Certo dia, a boca, com ar vaidoso, perguntou:
—Embora o corpo seja um só, qual é o órgão mais importante? Os olhos responderam:
—O órgão mais importante somos nós: observamos o que se passa e vemos as coisas.
—Somos nós, porque ouvimos — disseram os ouvidos.
—Estão enganados. Nós é que somos mais importantes porque agarramos as coisas, disseram as mãos. Mas o coração também tomou a palavra:
—Então e eu? Eu é que sou importante: faço funcionar todo o corpo!
—E eu trago em mim os alimentos! — interveio a barriga.
—Olha! Importante é aguentar todo o corpo como nós, as pernas, fazemos.

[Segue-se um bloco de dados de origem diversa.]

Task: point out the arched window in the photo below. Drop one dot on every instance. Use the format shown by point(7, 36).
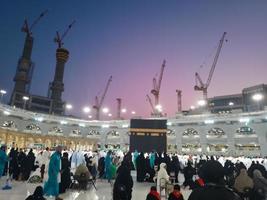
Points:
point(9, 124)
point(245, 130)
point(93, 132)
point(216, 132)
point(76, 132)
point(33, 127)
point(56, 129)
point(190, 132)
point(113, 133)
point(170, 132)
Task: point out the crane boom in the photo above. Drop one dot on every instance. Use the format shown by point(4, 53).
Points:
point(215, 60)
point(59, 39)
point(161, 74)
point(105, 92)
point(198, 80)
point(150, 102)
point(28, 29)
point(199, 83)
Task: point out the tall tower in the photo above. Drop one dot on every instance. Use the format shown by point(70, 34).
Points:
point(25, 66)
point(118, 117)
point(57, 86)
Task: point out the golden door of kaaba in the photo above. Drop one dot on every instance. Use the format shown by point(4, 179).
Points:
point(148, 135)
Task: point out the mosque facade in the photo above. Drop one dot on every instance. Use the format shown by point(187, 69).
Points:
point(231, 134)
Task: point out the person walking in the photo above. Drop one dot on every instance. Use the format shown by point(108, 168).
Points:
point(3, 159)
point(51, 187)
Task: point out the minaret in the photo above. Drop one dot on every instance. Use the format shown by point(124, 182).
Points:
point(57, 86)
point(25, 66)
point(22, 77)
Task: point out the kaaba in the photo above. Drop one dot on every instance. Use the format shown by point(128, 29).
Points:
point(148, 134)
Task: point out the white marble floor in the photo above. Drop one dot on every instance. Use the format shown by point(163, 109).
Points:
point(20, 190)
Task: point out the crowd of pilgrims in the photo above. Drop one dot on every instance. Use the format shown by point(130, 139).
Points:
point(208, 177)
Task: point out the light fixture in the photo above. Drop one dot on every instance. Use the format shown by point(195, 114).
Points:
point(2, 92)
point(244, 120)
point(63, 122)
point(69, 106)
point(231, 103)
point(105, 110)
point(105, 126)
point(158, 107)
point(257, 97)
point(125, 126)
point(169, 123)
point(25, 98)
point(209, 121)
point(86, 109)
point(202, 102)
point(6, 112)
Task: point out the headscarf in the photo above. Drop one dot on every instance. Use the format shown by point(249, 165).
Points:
point(259, 181)
point(243, 181)
point(212, 172)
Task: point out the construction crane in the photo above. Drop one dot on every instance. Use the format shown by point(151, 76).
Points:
point(156, 84)
point(59, 38)
point(150, 103)
point(98, 104)
point(200, 86)
point(27, 29)
point(179, 100)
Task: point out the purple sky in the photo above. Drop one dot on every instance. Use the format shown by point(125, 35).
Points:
point(130, 39)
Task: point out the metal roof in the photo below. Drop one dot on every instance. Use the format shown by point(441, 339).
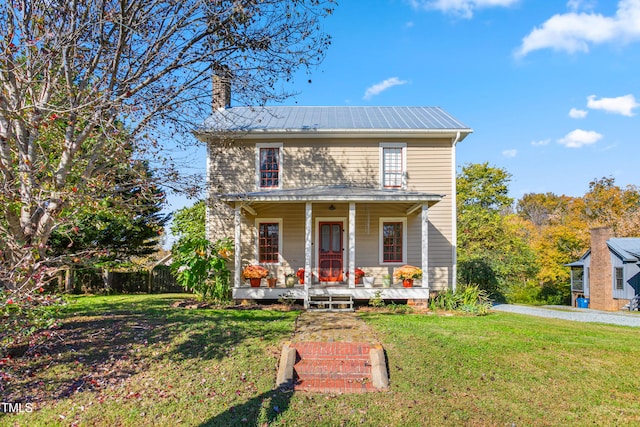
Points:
point(307, 119)
point(333, 193)
point(627, 248)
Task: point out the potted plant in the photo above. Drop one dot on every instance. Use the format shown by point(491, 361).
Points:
point(300, 274)
point(368, 281)
point(407, 273)
point(359, 275)
point(290, 280)
point(255, 274)
point(271, 281)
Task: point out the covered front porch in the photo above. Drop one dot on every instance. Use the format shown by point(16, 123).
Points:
point(328, 234)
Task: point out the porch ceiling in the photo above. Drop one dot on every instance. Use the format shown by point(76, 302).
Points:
point(338, 193)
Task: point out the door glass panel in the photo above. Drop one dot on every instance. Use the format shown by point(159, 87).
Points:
point(335, 236)
point(325, 241)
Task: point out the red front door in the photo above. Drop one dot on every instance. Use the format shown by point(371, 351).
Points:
point(331, 252)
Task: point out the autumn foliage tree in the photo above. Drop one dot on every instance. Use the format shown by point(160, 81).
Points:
point(75, 75)
point(493, 250)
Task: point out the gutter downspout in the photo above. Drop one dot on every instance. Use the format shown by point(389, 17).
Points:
point(454, 214)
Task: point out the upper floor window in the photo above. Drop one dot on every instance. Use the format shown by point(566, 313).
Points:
point(269, 165)
point(393, 240)
point(618, 279)
point(269, 241)
point(393, 165)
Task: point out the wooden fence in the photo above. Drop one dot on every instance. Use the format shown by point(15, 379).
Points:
point(90, 280)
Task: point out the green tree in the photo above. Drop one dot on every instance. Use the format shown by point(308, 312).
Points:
point(189, 222)
point(607, 204)
point(493, 251)
point(127, 222)
point(91, 70)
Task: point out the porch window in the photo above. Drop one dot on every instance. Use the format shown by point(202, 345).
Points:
point(269, 165)
point(618, 279)
point(268, 241)
point(393, 165)
point(393, 240)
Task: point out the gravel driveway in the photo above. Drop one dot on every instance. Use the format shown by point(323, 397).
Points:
point(574, 314)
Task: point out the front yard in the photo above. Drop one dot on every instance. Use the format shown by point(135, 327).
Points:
point(134, 360)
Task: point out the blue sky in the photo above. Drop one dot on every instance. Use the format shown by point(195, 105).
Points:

Estavam nisto quando a mulher trouxe a massa, chamando-os para comer. Então os olhos viram a massa, o coração emocionou-se, a barriga esperou ficar farta, os ouvidos escutavam, as mãos podiam tirar bocados, as pernas andaram... mas a boca recusou comer. E continuou a recusar.
Por isso, todos os outros órgãos começaram a ficar sem forças... Então a boca voltou a perguntar:
—Afinal qual é o órgão mais importante no corpo?
—És tu boca, responderam todos em coro. Tu és o nosso rei!
FONTE: "Eu conto, tu contas, ele conta... Estórias africanas", org. de Aldónio Gomes, 1999
Este conto “Todos Dependem da Boca” tem origem moçambicana, recolhido da tradição oral e transmitido como fábula moral, típica da literatura africana que ensina através de elementos do corpo humano personificados. Ele segue o padrão das fábulas africanas, em que animais ou órgãos simbolizam lições sobre cooperação, hierarquia e interdependência. (grifo nosso)
MORAL DA HISTÓRIA (grifo nosso)
Este conto ensina-nos quatro lições importantes:
1. A interdependência é fundamental.
Cada órgão representa uma função essencial, mas todos dependem da boca para se alimentar e manter a vida. Na visão africana, isso simboliza que todos na comunidade ou família têm papéis diferentes, mas cada um depende dos outros para sobreviver.
2. A liderança vem com responsabilidade.
A boca só é “rei” porque exerce a função que mantém todos vivos: alimentar-se. Isto reflete o princípio africano de que o poder ou estatuto não se baseia apenas na força ou habilidade, mas na responsabilidade e no cuidado que se exerce em benefício de todos.
3. Reconhecimento do papel de cada um.
O conto mostra que não há funções menores: cada órgão contribui, mas a harmonia depende de todos colaborarem. Na tradição africana, valorizar o esforço e o papel de cada indivíduo na comunidade é essencial.
4. A vida depende da cooperação.
Se um órgão falha ou se recusa a cumprir sua função, todo o corpo sofre. Assim, simbolicamente, na vida africana, a recusa de cooperar dentro da família ou comunidade gera desequilíbrio e sofrimento coletivo.
Em resumo:
A moral africana é que cada membro da comunidade tem um papel essencial, mas a sobrevivência e o bem-estar de todos dependem da cooperação. A liderança responsável e o reconhecimento da função de cada um são fundamentais para a harmonia coletiva.